In [1]:
# Fast prototype: ~ tiny sample + hashing + SGD (probabilities)
import pandas as pd
import numpy as np
from sklearn.feature_extraction.text import HashingVectorizer
from sklearn.linear_model import SGDClassifier

# ---- 1) Load (adjust paths if needed) ----
train = pd.read_csv("/kaggle/input/predict-closed-questions-on-stack-overflow/train.csv")
test  = pd.read_csv("/kaggle/input/predict-closed-questions-on-stack-overflow/public_leaderboard.csv")

# ---- 2) Quick stratified sample (keeps all classes) ----
classes = ["not a real question","not constructive","off topic","open","too localized"]
per_class = 4000  # reduce if you need even faster (e.g., 2000)
parts = []
for c in classes:
    parts.append(train[train["OpenStatus"] == c].sample(
        n=min(per_class, (train["OpenStatus"] == c).sum()),
        random_state=42
    ))
train_small = pd.concat(parts, axis=0, ignore_index=True)

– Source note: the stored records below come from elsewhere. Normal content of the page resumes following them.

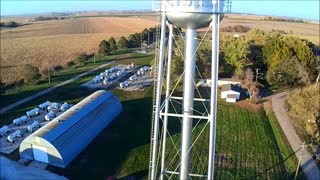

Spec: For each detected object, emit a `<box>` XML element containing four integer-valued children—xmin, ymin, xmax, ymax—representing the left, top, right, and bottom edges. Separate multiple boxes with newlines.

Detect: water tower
<box><xmin>149</xmin><ymin>0</ymin><xmax>230</xmax><ymax>180</ymax></box>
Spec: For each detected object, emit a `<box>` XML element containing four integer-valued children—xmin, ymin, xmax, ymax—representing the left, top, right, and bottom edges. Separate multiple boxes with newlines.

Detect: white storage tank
<box><xmin>0</xmin><ymin>126</ymin><xmax>9</xmax><ymax>136</ymax></box>
<box><xmin>27</xmin><ymin>121</ymin><xmax>40</xmax><ymax>132</ymax></box>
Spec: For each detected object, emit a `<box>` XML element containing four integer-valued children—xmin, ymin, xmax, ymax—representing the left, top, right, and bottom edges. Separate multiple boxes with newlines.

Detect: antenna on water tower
<box><xmin>149</xmin><ymin>0</ymin><xmax>231</xmax><ymax>180</ymax></box>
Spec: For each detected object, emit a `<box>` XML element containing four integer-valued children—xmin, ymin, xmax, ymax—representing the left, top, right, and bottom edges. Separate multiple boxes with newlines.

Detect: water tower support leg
<box><xmin>180</xmin><ymin>29</ymin><xmax>197</xmax><ymax>180</ymax></box>
<box><xmin>160</xmin><ymin>24</ymin><xmax>173</xmax><ymax>180</ymax></box>
<box><xmin>208</xmin><ymin>14</ymin><xmax>220</xmax><ymax>180</ymax></box>
<box><xmin>150</xmin><ymin>11</ymin><xmax>166</xmax><ymax>180</ymax></box>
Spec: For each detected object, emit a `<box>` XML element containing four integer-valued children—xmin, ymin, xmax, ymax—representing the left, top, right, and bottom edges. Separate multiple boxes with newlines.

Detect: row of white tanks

# ---- 3) Text fields ----
Xtr_text = (train_small["Title"].fillna("") + " " + train_small["BodyMarkdown"].fillna(""))
Xte_text = (test["Title"].fillna("") + " " + test["BodyMarkdown"].fillna(""))

# ---- 4) Very fast features: HashingVectorizer (no fit) ----
hv = HashingVectorizer(n_features=2**18, ngram_range=(1,2), alternate_sign=False)  # ~262k dims, fast
Xtr = hv.transform(Xtr_text)
Xte = hv.transform(Xte_text)

# ---- 5) Fast linear model with probabilities ----
clf = SGDClassifier(loss="log_loss", max_iter=5, tol=1e-3, n_jobs=-1, random_state=42)
clf.fit(Xtr, train_small["OpenStatus"])

# ---- 6) Probabilities (ensure correct class order) ----
def softmax(z):
    z = z - z.max(axis=1, keepdims=True)
    ez = np.exp(z)
    return ez / ez.sum(axis=1, keepdims=True)

if hasattr(clf, "predict_proba"):
    proba_all = clf.predict_proba(Xte)
else:
    # Fallback if sklearn build doesn’t expose predict_proba for SGD
    scores = clf.decision_function(Xte)
    if scores.ndim == 1:  # rare binary-shape case, expand to 2 classes then map
        scores = np.column_stack([-scores, scores])
    proba_all = softmax(scores)

# Map columns to the required order
# clf.classes_ may be a subset ordering; reindex to expected classes
proba_df = pd.DataFrame(proba_all, columns=clf.classes_)
for c in classes:
    if c not in proba_df.columns:
        proba_df[c] = 0.0  # if a class never appeared in the sample
sub = proba_df.reindex(columns=classes, fill_value=0)

# ---- 7) Optional id column ----
if "id" in test.columns:
    sub.insert(0, "id", test["id"].values)

# ---- 8) Save submission ----
sub.to_csv("submission.csv", index=False)
print("submission.csv written (fast prototype).")




submission.csv written (fast prototype).